Amaney A. Jamal

Dean of Princeton School of Public and International Affairs

Amaney A. Jamal is Dean of the Princeton School of Public and International Affairs (SPIA), and a professor of politics and international affairs at Princeton University. She is the former Director of the Mamdouha S. Bobst Center for Peace and Justice and also directs the Workshop on Arab Political Development and the Bobst-American University of Beirut Collaborative Initiative. As demonstrated by her ongoing work, Jamal continues to build and strengthen collaborative relationships with international and local partners.

Jamal’s expertise is centered on democratization and political development of the Arab World. She is an expert on the Middle East and North Africa, mass and political behavior, inequality and economic segregation, Muslim and Arab immigration (US and Europe), gender, race, religion, and class.

She is co-principal of the Arab Barometer Project, which is the longest standing and largest repository of publicly available data on the views of ordinary citizens across the Middle East and North Africa. Her efforts have helped to secure over $4M in grants for this and other projects from the Middle East Partnership Initiative (MEPI), National Science Foundation (NSF), NSF: Time-Sharing Experiments for the Social Sciences, Qatar National Research Fund, United States Institute of Peace, the International Development Research Centre, Carnegie Corporation of New York, and the Luce Foundation.

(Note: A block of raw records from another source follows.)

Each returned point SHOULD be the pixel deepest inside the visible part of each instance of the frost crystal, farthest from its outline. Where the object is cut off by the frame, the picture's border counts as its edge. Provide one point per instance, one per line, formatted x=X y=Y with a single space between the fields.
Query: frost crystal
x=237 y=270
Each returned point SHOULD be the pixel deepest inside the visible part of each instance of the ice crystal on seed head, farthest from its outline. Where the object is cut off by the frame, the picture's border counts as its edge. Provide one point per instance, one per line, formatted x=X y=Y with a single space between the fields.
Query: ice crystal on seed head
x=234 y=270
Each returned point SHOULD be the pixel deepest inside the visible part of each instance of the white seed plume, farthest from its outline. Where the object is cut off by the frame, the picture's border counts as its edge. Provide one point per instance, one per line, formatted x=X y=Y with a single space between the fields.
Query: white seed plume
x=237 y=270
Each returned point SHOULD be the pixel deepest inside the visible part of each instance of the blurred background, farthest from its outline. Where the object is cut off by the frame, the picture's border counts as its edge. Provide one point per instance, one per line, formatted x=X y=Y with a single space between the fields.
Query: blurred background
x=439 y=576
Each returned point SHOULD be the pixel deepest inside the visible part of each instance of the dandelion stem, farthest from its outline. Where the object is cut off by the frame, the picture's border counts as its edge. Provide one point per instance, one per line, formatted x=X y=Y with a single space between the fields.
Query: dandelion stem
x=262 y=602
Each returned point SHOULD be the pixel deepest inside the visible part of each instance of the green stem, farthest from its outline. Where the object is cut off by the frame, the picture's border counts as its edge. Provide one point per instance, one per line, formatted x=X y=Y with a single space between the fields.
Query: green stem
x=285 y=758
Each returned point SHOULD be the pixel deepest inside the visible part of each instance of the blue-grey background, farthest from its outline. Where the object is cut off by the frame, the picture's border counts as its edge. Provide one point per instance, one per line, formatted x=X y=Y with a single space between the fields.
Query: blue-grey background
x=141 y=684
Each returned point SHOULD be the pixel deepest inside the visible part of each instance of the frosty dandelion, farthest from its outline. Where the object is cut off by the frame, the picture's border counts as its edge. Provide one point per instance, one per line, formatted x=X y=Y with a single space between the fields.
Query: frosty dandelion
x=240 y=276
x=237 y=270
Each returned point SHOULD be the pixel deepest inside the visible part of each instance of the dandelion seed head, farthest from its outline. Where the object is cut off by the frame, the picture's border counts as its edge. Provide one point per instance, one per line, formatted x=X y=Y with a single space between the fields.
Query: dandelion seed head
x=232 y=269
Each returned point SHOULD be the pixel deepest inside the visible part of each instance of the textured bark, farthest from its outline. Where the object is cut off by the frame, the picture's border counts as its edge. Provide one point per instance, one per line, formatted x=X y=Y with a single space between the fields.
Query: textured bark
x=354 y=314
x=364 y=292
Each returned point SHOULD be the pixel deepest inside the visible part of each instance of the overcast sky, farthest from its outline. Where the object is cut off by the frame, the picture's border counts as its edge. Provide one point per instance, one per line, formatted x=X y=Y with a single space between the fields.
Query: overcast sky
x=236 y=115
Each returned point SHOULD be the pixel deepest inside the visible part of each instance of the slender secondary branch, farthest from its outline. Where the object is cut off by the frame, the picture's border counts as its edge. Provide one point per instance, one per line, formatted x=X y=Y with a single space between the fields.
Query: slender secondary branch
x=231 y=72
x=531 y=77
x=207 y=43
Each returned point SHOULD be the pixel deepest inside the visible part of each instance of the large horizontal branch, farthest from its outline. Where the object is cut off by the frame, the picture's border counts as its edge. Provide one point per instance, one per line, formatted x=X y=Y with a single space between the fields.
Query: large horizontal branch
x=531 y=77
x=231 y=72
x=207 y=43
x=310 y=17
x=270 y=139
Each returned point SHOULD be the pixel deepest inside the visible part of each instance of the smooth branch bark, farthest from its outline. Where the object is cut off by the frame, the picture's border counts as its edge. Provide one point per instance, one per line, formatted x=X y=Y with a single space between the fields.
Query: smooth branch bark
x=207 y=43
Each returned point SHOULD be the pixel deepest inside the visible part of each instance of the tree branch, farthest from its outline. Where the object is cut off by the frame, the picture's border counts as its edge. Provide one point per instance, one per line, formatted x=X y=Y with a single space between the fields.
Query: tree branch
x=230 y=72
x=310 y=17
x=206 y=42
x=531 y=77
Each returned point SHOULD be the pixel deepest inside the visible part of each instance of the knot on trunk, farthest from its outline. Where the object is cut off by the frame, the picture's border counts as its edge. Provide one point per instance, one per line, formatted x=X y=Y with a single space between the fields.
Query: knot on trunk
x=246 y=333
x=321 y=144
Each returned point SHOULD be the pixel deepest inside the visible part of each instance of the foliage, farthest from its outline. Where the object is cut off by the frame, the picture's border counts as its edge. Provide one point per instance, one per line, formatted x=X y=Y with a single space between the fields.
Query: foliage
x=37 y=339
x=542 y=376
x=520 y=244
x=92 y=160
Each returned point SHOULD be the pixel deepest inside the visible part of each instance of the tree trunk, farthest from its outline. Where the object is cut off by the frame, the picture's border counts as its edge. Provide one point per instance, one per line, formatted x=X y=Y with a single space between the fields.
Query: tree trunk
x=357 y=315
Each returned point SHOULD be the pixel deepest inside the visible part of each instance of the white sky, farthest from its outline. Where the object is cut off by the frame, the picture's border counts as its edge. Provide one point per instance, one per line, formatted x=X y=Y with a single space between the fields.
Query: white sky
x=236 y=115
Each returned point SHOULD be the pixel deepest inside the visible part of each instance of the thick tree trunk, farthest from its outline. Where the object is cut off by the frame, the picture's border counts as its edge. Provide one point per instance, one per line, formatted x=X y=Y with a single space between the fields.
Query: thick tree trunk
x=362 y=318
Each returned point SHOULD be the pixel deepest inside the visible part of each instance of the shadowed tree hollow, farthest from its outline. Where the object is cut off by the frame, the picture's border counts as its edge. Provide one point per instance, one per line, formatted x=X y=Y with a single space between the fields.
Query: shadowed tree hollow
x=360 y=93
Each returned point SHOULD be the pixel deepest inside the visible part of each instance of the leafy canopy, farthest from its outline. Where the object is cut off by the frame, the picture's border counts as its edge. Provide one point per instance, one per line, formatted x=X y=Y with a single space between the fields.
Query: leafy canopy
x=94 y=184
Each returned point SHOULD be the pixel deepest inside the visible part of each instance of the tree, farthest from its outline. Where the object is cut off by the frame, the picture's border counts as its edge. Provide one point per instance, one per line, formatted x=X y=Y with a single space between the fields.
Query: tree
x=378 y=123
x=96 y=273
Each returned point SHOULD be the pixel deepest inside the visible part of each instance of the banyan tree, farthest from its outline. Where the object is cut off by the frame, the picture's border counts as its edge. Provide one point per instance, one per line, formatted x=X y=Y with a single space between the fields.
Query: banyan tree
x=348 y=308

Jamal has authored several award-winning books and articles that examine effects of democracy in the Arab world. Her work has appeared in the American Journal of Political Science, Journal of Politics, Comparative Political Studies, Journal of Conflict Resolution, Comparative Politics, Perspectives on Politics, and the International Migration Review. Her article “Does Islam Play a Role in Anti-Immigrant Sentiment: An Experimental Approach”, in Social Science Research won the 2016 Louis Wirth Best Article Award from International Migration Section of the American Sociological Association.

In 2006, Jamal was named a Carnegie Scholar, received the prestigious Kuwait Prize in 2019, and in 2021 she was inducted into the American Academy for Arts and Sciences. She holds a PhD from the University of Michigan.